Physical Data: 31-33% Pd by weight.

Form Supplied in: not commercially available.

Preparative Method: by reduction of Palladium(II) Chloride by Potassium-Graphite in 1,2-dimethoxyethane at 100 °C.1

Handling, Storage, and Precautions: no special handling or storage necessary; the catalyst is stable in air and can be stored for a long time without loss of activity.

Hydrogenation Catalyst.

Palladium-graphite is an effective catalyst for hydrogenation of aromatic nitro compounds to anilines (eq 1) and alkenes to alkanes (eq 2).1 The results of these investigations indicated that palladium-graphite is an alternative to the more commonly used Palladium on Carbon catalyst.

The catalyst has also been found to be effective in the stereospecific semihydrogenation of mono- and disubstituted alkynes to (Z)-alkenes (eqs 3 and 4).1 Addition of 1,2-Diaminoethane (EDA) is required for this stereospecificity to be achieved. Full hydrogenation is almost completely suppressed and results are comparable to those obtained by Lindlar or P-2 nickel catalysts. In fact, higher specificity is achieved with palladium-graphite compared to palladium on carbon in the presence of ethylenediamine although the rate of hydrogenation is slower.

Arylation and Vinylation of Activated Double Bonds.

Palladium-graphite undergoes oxidative addition into the carbon-halogen bond of aryl and vinyl iodides, which, after reductive elimination, yield the corresponding arylated or allylated compounds.2 Aryl bromides should not be used as they are not as reactive under these reaction conditions. By using a stoichiometric amount of a tertiary amine to trap the HI, the reaction can be carried out with a catalytic amount of palladium. When monosubstituted alkenes are used, high stereospecificity is achieved, thereby affording substituted (E)-alkenes (eqs 5 and 6). The yields are comparable with those reported using other palladium catalysts such as Palladium(II) Acetate.
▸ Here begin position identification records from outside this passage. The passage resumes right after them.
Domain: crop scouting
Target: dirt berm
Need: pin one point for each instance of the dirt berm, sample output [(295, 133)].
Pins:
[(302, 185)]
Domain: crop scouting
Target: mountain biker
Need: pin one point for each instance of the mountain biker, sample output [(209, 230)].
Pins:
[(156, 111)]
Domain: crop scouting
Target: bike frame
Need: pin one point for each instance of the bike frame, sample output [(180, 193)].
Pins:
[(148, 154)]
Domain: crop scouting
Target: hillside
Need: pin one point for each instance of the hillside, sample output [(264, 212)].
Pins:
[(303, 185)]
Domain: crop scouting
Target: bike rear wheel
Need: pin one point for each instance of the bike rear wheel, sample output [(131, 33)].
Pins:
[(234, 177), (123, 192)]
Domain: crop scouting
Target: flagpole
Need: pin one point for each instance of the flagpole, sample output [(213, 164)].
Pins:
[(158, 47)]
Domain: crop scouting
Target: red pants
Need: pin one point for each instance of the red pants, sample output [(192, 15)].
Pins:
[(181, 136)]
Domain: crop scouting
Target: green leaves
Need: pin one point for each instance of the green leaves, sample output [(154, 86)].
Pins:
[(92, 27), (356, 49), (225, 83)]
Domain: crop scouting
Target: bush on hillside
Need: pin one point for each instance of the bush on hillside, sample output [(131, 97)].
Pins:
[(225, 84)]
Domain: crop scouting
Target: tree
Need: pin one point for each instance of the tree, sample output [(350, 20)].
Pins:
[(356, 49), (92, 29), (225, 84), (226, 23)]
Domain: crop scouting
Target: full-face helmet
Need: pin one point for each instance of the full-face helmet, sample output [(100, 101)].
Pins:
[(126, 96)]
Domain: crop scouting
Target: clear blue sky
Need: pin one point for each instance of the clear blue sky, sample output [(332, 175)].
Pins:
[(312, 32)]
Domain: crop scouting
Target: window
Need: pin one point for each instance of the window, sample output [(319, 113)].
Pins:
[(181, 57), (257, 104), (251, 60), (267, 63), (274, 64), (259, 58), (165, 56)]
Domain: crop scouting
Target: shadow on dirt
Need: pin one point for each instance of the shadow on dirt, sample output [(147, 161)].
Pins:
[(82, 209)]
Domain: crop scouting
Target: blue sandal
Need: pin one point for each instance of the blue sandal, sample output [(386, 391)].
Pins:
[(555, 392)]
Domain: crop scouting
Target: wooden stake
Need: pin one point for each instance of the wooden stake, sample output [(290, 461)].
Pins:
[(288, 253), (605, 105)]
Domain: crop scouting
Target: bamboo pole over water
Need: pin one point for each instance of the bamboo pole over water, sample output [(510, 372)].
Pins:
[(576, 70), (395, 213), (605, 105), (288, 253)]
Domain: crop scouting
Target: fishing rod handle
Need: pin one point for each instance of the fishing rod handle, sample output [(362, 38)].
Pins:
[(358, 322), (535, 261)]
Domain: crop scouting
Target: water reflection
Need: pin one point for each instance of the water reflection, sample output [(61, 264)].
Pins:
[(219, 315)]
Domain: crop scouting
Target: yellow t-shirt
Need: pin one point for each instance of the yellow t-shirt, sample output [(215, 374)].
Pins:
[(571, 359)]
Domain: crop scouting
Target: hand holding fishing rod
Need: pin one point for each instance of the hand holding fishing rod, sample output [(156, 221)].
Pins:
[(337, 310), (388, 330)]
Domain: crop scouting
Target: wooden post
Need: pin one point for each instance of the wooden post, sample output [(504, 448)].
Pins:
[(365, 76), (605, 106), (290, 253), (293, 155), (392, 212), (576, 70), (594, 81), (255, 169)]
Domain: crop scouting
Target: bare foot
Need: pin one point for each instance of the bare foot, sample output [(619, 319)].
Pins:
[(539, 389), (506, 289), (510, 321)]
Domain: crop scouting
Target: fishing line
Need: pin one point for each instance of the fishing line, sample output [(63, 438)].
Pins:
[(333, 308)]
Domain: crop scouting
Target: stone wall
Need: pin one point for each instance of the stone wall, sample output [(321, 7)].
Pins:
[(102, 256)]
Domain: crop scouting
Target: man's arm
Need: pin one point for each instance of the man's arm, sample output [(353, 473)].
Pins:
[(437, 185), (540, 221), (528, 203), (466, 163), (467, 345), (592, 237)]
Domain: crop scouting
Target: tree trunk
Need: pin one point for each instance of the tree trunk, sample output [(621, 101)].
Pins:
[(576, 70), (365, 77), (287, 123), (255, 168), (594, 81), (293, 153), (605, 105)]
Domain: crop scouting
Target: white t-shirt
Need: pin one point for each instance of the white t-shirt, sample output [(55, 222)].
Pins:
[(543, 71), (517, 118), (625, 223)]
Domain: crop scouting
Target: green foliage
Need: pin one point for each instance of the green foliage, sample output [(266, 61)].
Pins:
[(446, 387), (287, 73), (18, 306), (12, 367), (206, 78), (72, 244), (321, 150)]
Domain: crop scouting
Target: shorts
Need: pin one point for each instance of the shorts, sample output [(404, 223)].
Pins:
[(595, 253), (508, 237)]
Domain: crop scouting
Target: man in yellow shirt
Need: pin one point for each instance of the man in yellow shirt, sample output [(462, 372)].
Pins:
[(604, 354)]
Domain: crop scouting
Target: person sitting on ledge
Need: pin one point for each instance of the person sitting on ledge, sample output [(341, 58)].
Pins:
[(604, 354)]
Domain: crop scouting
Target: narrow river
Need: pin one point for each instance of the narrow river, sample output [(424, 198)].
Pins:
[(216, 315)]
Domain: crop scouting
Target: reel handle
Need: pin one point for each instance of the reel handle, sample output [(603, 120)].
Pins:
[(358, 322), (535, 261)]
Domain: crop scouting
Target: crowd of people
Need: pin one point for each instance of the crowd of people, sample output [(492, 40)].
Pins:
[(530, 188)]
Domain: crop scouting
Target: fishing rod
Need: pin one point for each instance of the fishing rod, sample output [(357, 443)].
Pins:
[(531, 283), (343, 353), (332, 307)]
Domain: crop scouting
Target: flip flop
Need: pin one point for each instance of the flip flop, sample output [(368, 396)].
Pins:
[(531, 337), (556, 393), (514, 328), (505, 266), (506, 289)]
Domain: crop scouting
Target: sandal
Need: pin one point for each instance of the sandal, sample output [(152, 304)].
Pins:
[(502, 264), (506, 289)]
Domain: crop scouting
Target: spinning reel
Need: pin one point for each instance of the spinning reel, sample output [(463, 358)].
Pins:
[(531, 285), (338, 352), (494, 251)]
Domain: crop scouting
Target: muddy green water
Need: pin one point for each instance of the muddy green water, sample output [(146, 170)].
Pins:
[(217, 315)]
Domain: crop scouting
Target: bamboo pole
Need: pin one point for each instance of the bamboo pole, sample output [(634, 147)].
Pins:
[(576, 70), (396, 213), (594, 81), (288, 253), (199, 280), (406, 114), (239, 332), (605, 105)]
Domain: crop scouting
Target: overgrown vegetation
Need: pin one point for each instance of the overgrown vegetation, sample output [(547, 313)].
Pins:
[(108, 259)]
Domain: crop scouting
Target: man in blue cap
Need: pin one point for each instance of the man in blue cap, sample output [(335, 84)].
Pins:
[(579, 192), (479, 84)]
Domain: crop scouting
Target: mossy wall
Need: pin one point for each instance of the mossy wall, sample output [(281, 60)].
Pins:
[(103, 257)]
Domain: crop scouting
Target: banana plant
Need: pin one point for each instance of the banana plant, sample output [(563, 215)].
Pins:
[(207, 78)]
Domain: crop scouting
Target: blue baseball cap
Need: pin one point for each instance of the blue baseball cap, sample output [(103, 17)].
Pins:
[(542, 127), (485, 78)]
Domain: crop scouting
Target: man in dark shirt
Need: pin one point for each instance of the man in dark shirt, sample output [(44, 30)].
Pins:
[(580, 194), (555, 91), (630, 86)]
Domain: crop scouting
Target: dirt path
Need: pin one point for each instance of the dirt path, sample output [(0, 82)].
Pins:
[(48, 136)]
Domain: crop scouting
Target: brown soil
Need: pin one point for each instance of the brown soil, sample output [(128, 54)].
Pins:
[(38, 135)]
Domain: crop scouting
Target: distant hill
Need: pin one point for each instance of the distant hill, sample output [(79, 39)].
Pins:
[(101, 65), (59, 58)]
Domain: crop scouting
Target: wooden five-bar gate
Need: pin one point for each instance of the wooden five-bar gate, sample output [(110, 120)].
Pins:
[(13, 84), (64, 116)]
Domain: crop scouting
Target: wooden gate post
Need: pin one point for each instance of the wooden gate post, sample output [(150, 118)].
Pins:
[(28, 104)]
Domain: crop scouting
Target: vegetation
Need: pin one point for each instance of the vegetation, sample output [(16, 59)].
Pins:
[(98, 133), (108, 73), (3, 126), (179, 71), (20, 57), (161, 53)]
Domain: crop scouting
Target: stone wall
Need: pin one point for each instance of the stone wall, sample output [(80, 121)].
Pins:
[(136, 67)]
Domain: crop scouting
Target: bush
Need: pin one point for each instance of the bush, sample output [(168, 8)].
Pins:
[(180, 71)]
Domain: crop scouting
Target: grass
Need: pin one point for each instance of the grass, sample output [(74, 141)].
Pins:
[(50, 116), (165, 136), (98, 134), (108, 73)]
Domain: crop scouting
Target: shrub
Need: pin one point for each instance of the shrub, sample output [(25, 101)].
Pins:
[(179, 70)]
Substitution reactions of allylic esters are also catalyzed by palladium-graphite.3 The reaction between allyl acetate and Sodium Benzenesulfinate in the presence of catalytic amounts of Pd-Gr and Triphenylphosphine afforded the allyl phenyl sulfone in quantitative yield (eq 7). In fact, the catalyst can be recovered and after ten runs the yield was 93%, showing that the catalyst retains its activity.


1. Savoia, D.; Trombini, C.; Umani-Ronchi, A.; Verardo, G. CC 1981, 540.
2. Savoia, D.; Trombini, C.; Umani-Ronchi, A.; Verardo, G. CC 1981, 541.
3. Boldrini, G. P.; Savoia, D.; Tagliavini, E.; Trombini, C.; Umani-Ronchi, A. JOM 1984, 268, 97.